Like a person stepping on crumbling rock to get a good look over a cliff, we do not recognize how easy it is to fall from the faith. Jesus warns us, “For the gate is wide and the way is easy that leads to destruction, and those who enter by it are many. For the gate is narrow and the way is hard that leads to life, and those who find it are few” (Mt. 7:13-14). So many deviate from the narrow path to heaven and join the great crowd marching to hell. How can you be sure that you aren’t one of them? How do you know if you are among the few that are both called and chosen?
Well, let me ask you a few questions:
- Are you saved because of the righteous things you have done, or because Jesus lived a holy life for you?
- Are you forgiven because you atoned for your sins, or because Jesus shed His blood and died for you?
- Will you rise again from the dead because you deserve it, or because Jesus won the victory over death for you?
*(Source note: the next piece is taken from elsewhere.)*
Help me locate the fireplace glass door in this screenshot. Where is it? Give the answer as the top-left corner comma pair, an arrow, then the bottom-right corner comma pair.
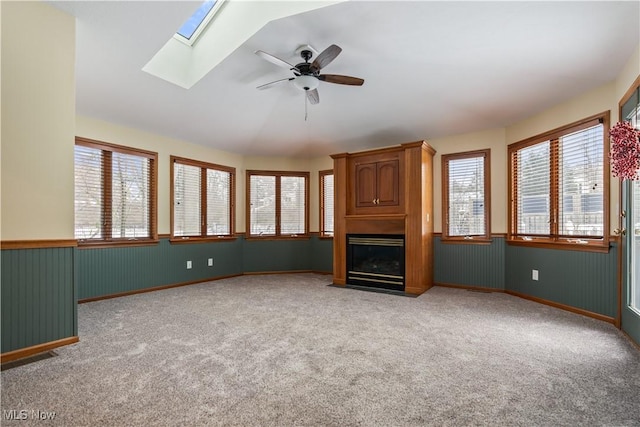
347,234 -> 404,291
If your answer to every question is Jesus, then you are among the chosen. You are the elect of God. Because “those whom he predestined—elected according to His grace—he also called, and those whom he called he also justified, and those whom he justified he also glorified” (Rom. 8:30). God chose you from eternity to believe in Him, and He called you to that faith through the Gospel. He made you His own and cleansed your sinful heart in holy baptism, and He continues to strengthen your faith through the preaching of His Word and the Sacrament of His body and blood.
Why has He done this for you? It is not because you deserved it, or because you are better than others. This is what is so perplexing to our rational minds. We cannot explain why it is that we believe while others do not. By nature, we are just as troubled as anyone else, just as sinful, just as hostile to God. But God has been gracious to us. He chose us to “be His own, live under Him in His kingdom, and serve Him in everlasting righteousness, innocence and blessedness” (Second Article of the Creed). He called us to His wedding feast, clothes us in rich garments, and has us sit down at the feast while He serves us!
There is strength in numbers, but strength and numbers are not everything. There are times When Being among the Few Is a Blessing. We thank God that He has redeemed us from the destruction we deserved and brought us into His little flock. And we pray that He keeps us steadfast in His Word and faithful to the end, as we enjoy His good gifts here and anticipate the great wedding feast in His eternal kingdom.